Integration Ecosystem

OpenProject provides focused integrations designed for enterprise project management workflows:

  • Comprehensive REST API for programmatic access to projects, work packages, time entries, budgets, and all other resources — fully documented with OpenAPI specification
  • Nextcloud integration for linking files stored in Nextcloud directly to work packages, enabling sovereign document management alongside project planning
  • Git and SVN integration for linking code repositories and commits to work packages, providing traceability between development activity and project tasks
  • BIM/IFC model viewer for construction and engineering projects, displaying Building Information Models directly within work packages — a unique feature among open-source project management tools
  • iCalendar (ICS) feeds for syncing project milestones and deadlines with external calendar applications like Google Calendar, Outlook, or Thunderbird
  • Excel and CSV import/export for bulk data operations, enabling migration from other tools and integration with spreadsheet-based reporting
  • Webhooks for triggering external automations when work packages are created, updated, or completed — integrable with custom workflows and notification systems
  • LDAP, SAML, and OpenID Connect for enterprise single sign-on, allowing users to authenticate with their existing organizational credentials

Who Should Switch?

OpenProject is ideal for:

  • EU public sector organizations that need sovereign, GDPR-compliant project management
  • Engineering and construction firms who need Gantt charts, dependencies, and BIM integration
  • Mid-to-large teams that want to eliminate escalating per-user SaaS costs
  • Organizations with structured project management needs (waterfall, hybrid, or agile)
  • IT teams that want self-hosted project management integrated with their existing infrastructure

The Bottom Line

OpenProject is a serious project management platform that excels at structured, enterprise-grade project planning. Its Gantt charts, time tracking, cost management, and BIM support put it in a different class from Asana’s task-management focus. The self-hosted option provides genuine data sovereignty at zero software cost.

The trade-off is user experience. Asana has a more modern, intuitive interface that non-technical users can pick up in minutes. OpenProject has a steeper learning curve and a more traditional UI that reflects its enterprise heritage. For small creative teams wanting a lightweight task board, Asana is more appropriate. But for organizations that need real project management — with Gantt dependencies, resource planning, and data sovereignty — OpenProject is the stronger tool.

Frequently Asked Questions

Can I import my existing Asana projects into OpenProject?

Yes. OpenProject supports CSV import for tasks and work packages. You can export your Asana projects to CSV and import them into OpenProject. For larger migrations, the OpenProject API allows automated bulk imports with custom field mappings.

Does OpenProject work for agile teams, or is it only for waterfall project management?

OpenProject supports both methodologies. It offers Scrum boards with sprints and backlogs, Kanban boards for lean workflows, and traditional Gantt-based project planning. Many teams use it in a hybrid setup combining agile and classic approaches.

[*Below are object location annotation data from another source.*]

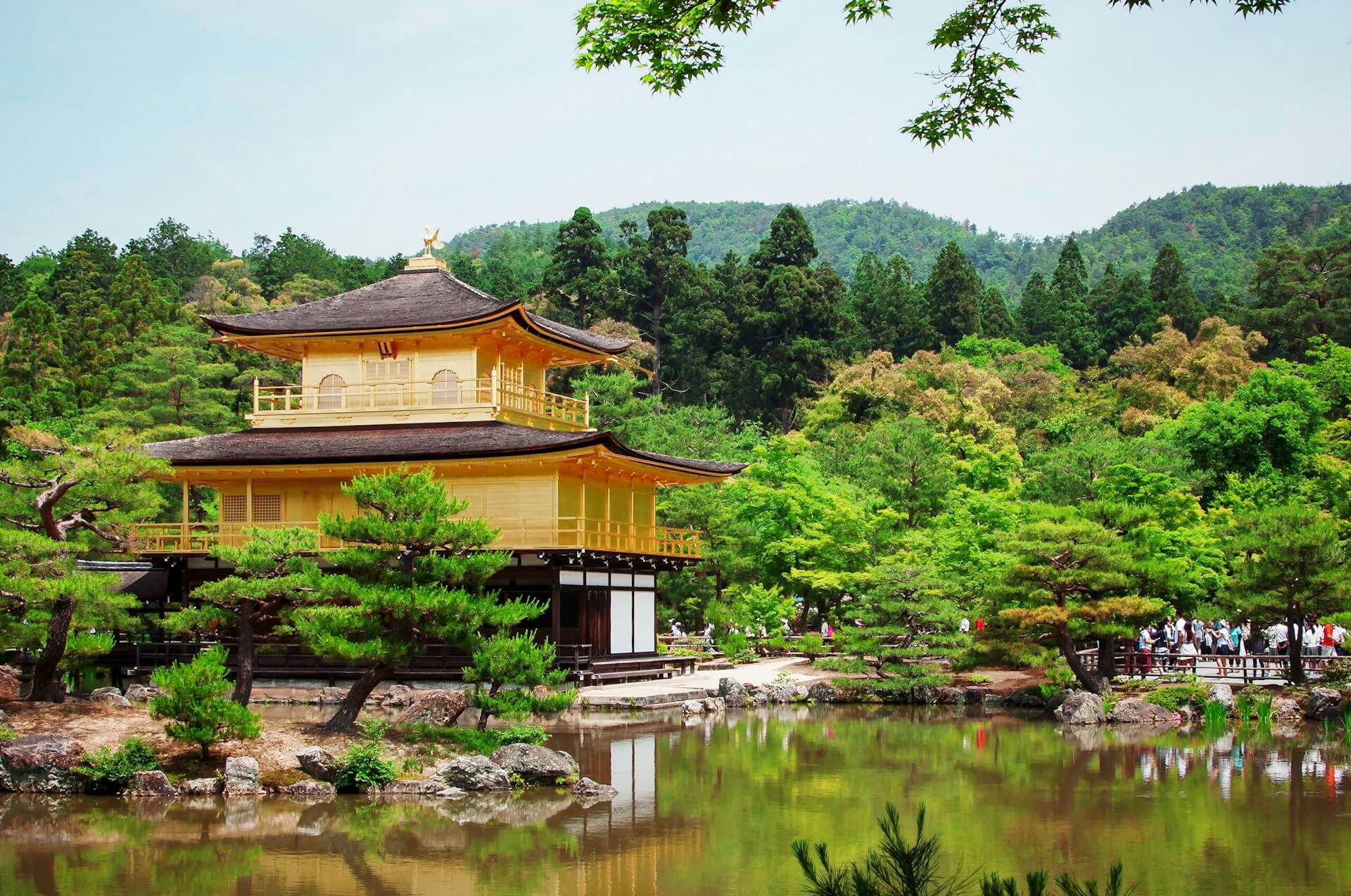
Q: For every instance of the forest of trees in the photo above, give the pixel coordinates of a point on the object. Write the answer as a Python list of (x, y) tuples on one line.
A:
[(918, 443)]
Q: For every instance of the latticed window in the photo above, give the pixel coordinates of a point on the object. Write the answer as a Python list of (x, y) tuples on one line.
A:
[(331, 389), (445, 388), (267, 508), (233, 508)]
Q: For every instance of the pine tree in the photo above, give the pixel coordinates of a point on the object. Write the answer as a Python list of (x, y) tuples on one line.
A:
[(84, 498), (578, 276), (135, 301), (1072, 578), (953, 293), (1172, 293), (272, 574), (415, 577)]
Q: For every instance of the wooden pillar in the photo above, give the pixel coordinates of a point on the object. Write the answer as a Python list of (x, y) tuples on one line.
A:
[(186, 544), (557, 606)]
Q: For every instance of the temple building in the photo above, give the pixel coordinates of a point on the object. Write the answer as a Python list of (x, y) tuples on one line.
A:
[(423, 370)]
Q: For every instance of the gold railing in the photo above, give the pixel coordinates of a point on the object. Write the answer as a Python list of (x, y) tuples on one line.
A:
[(516, 535), (486, 392)]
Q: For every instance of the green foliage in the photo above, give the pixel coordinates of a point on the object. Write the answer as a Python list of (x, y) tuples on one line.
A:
[(477, 741), (364, 765), (506, 672), (192, 696), (1176, 696), (107, 769)]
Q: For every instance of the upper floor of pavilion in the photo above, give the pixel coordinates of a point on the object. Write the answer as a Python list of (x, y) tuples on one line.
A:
[(419, 347)]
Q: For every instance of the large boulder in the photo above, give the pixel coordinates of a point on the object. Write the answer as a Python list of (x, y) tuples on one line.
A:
[(149, 784), (434, 708), (39, 764), (242, 776), (318, 763), (1321, 703), (1136, 712), (474, 774), (590, 791), (1285, 710), (141, 693), (308, 791), (1224, 694), (537, 764), (201, 787), (822, 693), (8, 683), (734, 693), (110, 696), (399, 696), (1081, 708)]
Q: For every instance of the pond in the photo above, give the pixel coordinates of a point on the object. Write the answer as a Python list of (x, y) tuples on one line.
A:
[(711, 807)]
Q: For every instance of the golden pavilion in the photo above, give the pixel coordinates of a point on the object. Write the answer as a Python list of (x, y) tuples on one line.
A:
[(423, 370)]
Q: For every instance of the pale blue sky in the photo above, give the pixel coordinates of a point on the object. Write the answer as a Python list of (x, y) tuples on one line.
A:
[(361, 122)]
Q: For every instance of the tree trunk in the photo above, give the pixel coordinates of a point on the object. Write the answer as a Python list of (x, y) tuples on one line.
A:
[(350, 708), (484, 712), (1066, 641), (245, 658), (1107, 658), (45, 671), (1296, 630)]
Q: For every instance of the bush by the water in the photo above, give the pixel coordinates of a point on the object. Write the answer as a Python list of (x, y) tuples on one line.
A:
[(192, 696), (364, 764), (474, 741), (1174, 696), (916, 868), (107, 771)]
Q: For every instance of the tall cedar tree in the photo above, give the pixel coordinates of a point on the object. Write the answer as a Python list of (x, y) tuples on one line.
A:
[(273, 574), (953, 293), (82, 497), (1172, 293), (1076, 333), (578, 277), (889, 307), (1039, 311), (791, 319), (414, 577), (1289, 563), (1073, 578), (1301, 295)]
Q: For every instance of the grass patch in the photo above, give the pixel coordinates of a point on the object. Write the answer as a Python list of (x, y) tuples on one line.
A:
[(1174, 696), (472, 740)]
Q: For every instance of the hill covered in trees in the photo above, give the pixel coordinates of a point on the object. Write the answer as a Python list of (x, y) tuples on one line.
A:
[(1217, 231)]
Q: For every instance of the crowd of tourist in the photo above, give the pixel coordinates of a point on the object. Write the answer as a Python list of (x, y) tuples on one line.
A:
[(1181, 643)]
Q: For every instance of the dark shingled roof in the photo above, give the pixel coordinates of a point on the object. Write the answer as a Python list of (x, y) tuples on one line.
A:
[(403, 442), (405, 301)]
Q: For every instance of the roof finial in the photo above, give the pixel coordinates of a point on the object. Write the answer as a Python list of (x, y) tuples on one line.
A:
[(431, 239)]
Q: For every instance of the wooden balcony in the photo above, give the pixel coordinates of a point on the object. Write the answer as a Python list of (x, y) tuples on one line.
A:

How difficult is it to self-host OpenProject?

OpenProject provides Docker and package-based installation methods. A basic self-hosted setup can be running within an hour on a Linux server. The Community edition includes all core features and has no user limits. For production environments, you should plan for regular backups and updates.

Is OpenProject suitable for small teams, or only for large enterprises?

While OpenProject excels at enterprise-scale project management, the free Community edition works well for small teams too. It is more feature-rich than what small teams typically need, but the cloud Basic plan at 5.95 euros per user per month is competitive with simpler tools.

Does OpenProject comply with GDPR for EU organizations?

Yes. OpenProject GmbH is a German company fully subject to EU data protection law. The cloud edition runs on servers exclusively in Germany, and a Data Processing Agreement is available for all cloud customers. Self-hosting gives you complete control over data residency.